ABSTRACT
INTRODUCTION: Severe acute respiratory failure is a common complication of COVID-19, with refractory hypoxemia being a hallmark finding in severe illness and a common cause of mortality. With limited therapeutic strategies, management centers on good supportive care. Prone positioning has been shown to improve oxygenation and survival in patients with moderate-to-severe acute respiratory distress syndrome (ARDS) but the impact of prone positioning in COVID-19 with severe hypoxemia is unknown. This study aims to examine the response to proning as a predictor of COVID-19 related mortality. METHODS: This is a single-center, retrospective analysis of critically ill patients with COVID-19 confirmed by PCR. Patients were included if they were invasively ventilated, and if supportive care included prone positioning for management of refractory hypoxemia. Data points collected include demographics, ventilator settings, rates of mortality and progression to ECMO, ventilator-days, and time between symptom onset and intubation, hospital and ICU admission. Endpoints included response in oxygenation (PaO2:FiO2) and mortality. RESULTS: Forty-nine patients were included in the analysis. The average age was 56.9, and 61% of the patients were male. Patients had an average of 19 ventilator-days (2-52), 21 ICU-days (4-54), 26 hospital-days (8-65), an ECMO rate of 27%, and a mortality rate of 55%. Of the 22 survivors, there was an average increase in PaO2:FiO2 by 108, 93.1, and 93 for each of the first three pronations respectively. For the 27 nonsurvivors, there was an average increase in PaO2:FiO2 by 76.1, 84.3, and 50.9 for the first three pronations. The difference in improvement in PaO2:FiO2 was not statistically significant between survivors and non-survivors. There was no inflection point that could be determined that provided a high sensitivity and specificity to predict mortality or need for ECMO based on response to pronation at any of the time points. CONCLUSIONS: Proning improves PaO2:FiO2 in patients with severe hypoxemia related to COVID-19. Survivors in our study had a numerically greater response to proning, but this finding was not statistically significant. The clinical significance remains unclear.

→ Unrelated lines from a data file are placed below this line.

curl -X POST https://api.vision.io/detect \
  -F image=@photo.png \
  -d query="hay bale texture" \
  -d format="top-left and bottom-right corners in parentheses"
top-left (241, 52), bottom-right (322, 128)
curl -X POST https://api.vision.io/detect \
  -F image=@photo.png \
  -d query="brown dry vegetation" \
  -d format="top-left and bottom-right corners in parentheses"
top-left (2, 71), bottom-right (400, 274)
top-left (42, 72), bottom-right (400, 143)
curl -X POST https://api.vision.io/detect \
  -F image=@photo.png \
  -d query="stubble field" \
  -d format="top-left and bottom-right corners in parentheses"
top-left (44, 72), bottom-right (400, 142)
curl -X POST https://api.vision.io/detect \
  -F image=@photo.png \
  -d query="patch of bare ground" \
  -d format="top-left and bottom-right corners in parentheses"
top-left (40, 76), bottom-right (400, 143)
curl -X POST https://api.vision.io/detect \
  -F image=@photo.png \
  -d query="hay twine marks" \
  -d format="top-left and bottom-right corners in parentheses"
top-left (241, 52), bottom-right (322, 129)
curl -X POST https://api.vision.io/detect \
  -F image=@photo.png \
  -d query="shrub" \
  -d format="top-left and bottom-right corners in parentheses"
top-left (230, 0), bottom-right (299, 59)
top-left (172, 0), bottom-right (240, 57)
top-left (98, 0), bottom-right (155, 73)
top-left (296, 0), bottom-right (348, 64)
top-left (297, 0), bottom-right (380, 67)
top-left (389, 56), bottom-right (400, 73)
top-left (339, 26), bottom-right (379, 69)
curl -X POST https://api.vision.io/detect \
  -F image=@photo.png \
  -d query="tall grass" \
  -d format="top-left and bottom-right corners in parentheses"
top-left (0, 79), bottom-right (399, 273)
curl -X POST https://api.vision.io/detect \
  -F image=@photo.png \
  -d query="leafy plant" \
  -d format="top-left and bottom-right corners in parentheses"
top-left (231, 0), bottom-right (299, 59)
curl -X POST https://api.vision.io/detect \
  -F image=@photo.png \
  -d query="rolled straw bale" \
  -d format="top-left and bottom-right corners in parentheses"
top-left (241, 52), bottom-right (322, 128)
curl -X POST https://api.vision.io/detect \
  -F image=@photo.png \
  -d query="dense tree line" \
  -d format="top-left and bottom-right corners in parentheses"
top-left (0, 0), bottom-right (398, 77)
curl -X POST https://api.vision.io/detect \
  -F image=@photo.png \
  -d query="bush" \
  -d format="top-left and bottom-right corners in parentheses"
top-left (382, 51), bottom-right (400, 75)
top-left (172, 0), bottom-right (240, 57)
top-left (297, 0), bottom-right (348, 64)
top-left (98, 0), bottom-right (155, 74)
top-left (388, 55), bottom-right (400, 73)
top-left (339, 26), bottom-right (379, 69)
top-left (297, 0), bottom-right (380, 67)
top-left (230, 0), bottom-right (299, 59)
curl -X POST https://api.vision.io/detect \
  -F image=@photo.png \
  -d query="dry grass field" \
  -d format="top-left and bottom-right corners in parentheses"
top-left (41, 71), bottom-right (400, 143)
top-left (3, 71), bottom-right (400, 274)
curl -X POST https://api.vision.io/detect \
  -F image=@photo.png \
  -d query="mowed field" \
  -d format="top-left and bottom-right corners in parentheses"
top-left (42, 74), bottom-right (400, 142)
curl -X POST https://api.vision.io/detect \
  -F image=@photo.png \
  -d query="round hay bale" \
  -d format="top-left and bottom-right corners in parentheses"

Larger studies assessing the efficacy of proning in critically ill patients with COVID-19 are needed.
ABSTRACT
INTRODUCTION: Early commentary on SARS-CoV-2 infection proposed a mechanism of cytokine release syndrome (CRS) to explain severe acute respiratory failure associated with COVID-19. Management strategies have included targeted immunomodulation with biologic agents. The role of IL-6 and other cytokines in the pathogenesis of COVID-19 is not well defined. Evidence for use of immunomodulators has been mixed and these agents may expose patients to harm. This study aims to characterize the expression of cytokines and their association with inflammatory biomarkers and outcomes in critically ill patients with COVID-19. METHODS: This was a single-center, retrospective analysis of critically ill patients with COVID-19 confirmed by PCR. Patients were included if they had a partial or full cytokine panel drawn while admitted. Descriptive statistics were used to assess demographics, outcomes, and relationships between cytokine levels and inflammatory markers. The Mann- Whitney U Test was used to compare IL-6 levels between survivors and nonsurvivors. RESULTS: Eighty-nine patients were included with 68 full cytokine panels and 108 IL-6 levels. Patients had a mean (range) of 10 ventilator-days (0-47), 15 ICU-days (1-60), 20 hospital-days (3-69) and a mortality rate of 31%. Cytokine levels were assessed a median of 10 days from symptom onset and 1 day from ICU admission. Levels of IL-1B, IL-2, IL-4, IL-5, IL-8, IL-12, IL-13, IL-17, IFN-G, and TNF-A were undetectable in at least 80% of patients, and expression did not correlate with other inflammatory biomarkers (CRP, ferritin), severity of illness (SOFA), or outcome. IL-2R levels were numerically elevated in most patients (n=68;median 1227, range: 76-30670). IL-6 levels were mildly elevated (n=108;median: 31, range: 2-882, SD: 150), and levels were statistically significantly higher in nonsurvivors (p = 0.002). CONCLUSIONS: Assessment of cytokine levels in critically ill patients with COVID-19 does not support a hypothesis of CRS. While IL-6 levels were numerically higher in nonsurvivors, the clinical significance of this finding is unknown. The role of IL-2R in the pathogenesis of COVID-19 remains unclear. Larger studies exploring the role of inflammatory mediators in pathogenesis and targeted immunomudulators in management of COVID-19 are warranted.